Discours d’Olivier Véran : Bien vieillir à domicile et en établissement

Discours d’Olivier Véran, ministre des Solidarités et de la Santé, prononcé le 8 mars 2022. Seul le prononcé fait foi.

Madame la ministre, Chère Brigitte,
Madame la préfète,
Monsieur le député, (Guillaume Gouffier-Cha),
Monsieur le Président du Conseil départemental du Val-de-Marne, (Christian Favier),
Monsieur le Maire de Fontenay-sous-Bois, (Jean-Philippe Gautrais)
Monsieur le Directeur, (Emmanuel Sys),
Mesdames, messieurs,

Ne tournons pas autour du pot : la parution du livre de Victor Castanet, dont le travail mérite d’être salué, a suscité une émotion très vive, que je partage pleinement et parler d’« émotion » est un peu faible pour qualifier ce que Brigitte Bourguignon et moi avons ressenti en le lisant ; vous pouvez y ajouter les mots colère et indignation.

Face à des pratiques contraires à nos principes, contraires à l’idée que nous nous faisons du soin, de l’accompagnement, contraires à ce qu’une société doit à ses aînés, nous devons agir avec détermination et fermeté.

Je veux d’abord dire à celles et ceux qui travaillent en établissements et à domicile, auprès des personnes âgées, que l’ancien aide-soignant en Ehpad que je suis connaît leur professionnalisme et la force de leur engagement.

Je veux vous dire le rôle essentiel que vous jouez chaque jour, dans tous nos territoires, au service des plus âgés et des plus fragiles.

La période que nous traversons, où la société s’interroge sur son avenir et donc sur elle-même, cette période montre que l’attention portée à l’autre n’est pas une valeur abstraite, mais une exigence constante.

Le grand âge n’a pas été le grand absent de ce quinquennat et, malgré les nombreuses tempêtes, des actes fondateurs ont été posés et des engagements sans précédent ont été pris.

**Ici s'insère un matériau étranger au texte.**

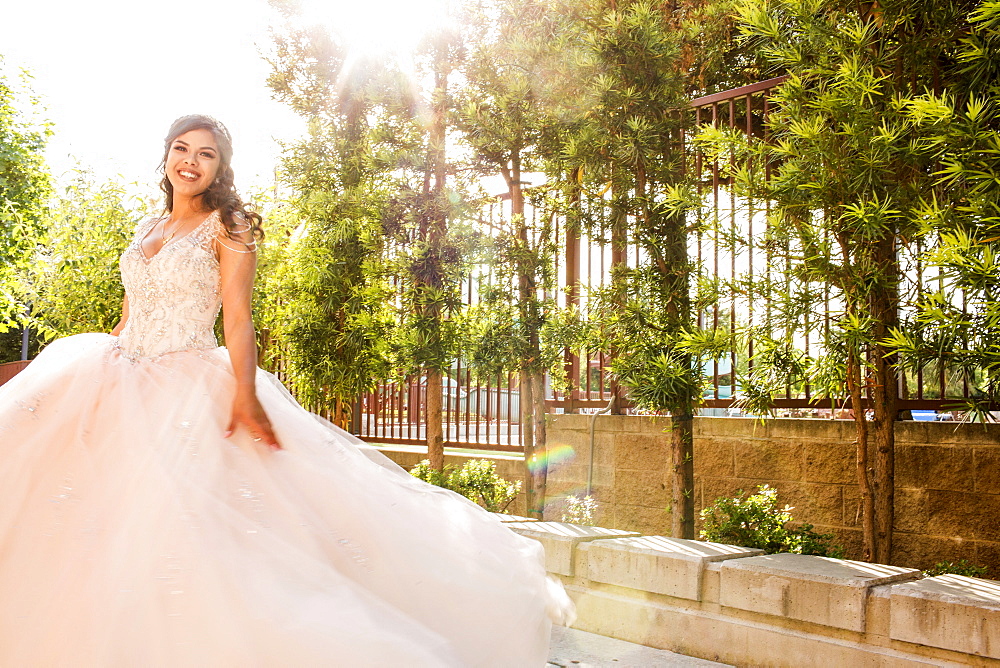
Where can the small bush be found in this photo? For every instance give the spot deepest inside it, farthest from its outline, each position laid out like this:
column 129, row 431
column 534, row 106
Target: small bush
column 756, row 520
column 580, row 510
column 477, row 480
column 961, row 567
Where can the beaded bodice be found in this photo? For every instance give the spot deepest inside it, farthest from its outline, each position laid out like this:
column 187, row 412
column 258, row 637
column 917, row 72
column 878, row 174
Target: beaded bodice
column 173, row 297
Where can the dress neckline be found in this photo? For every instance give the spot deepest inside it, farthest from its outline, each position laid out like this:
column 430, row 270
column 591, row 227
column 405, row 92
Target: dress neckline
column 152, row 227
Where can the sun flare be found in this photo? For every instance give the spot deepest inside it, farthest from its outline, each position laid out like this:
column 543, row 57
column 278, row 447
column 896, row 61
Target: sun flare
column 377, row 26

Etait-ce nécessaire ? Oui, si l’on regarde le défi démographique immense qui est déjà là, sous nos yeux, et la création d’une cinquième branche de la sécurité sociale dédiée à l’autonomie n’était ni un effet d’annonce, ni un effet de manche, c’est aujourd’hui une réalité.

Etait-ce suffisant ? Non, et si nous pouvons nous féliciter du chemin parcouru, nous devons aussi regarder avec humilité la tâche qui est devant nous.

L’humilité, c’est d’abord écouter et entendre ce que nous disent les Français qui envisagent leur propre vieillissement et qui demandent presqu’invariablement de pouvoir rester chez eux, le plus longtemps possible.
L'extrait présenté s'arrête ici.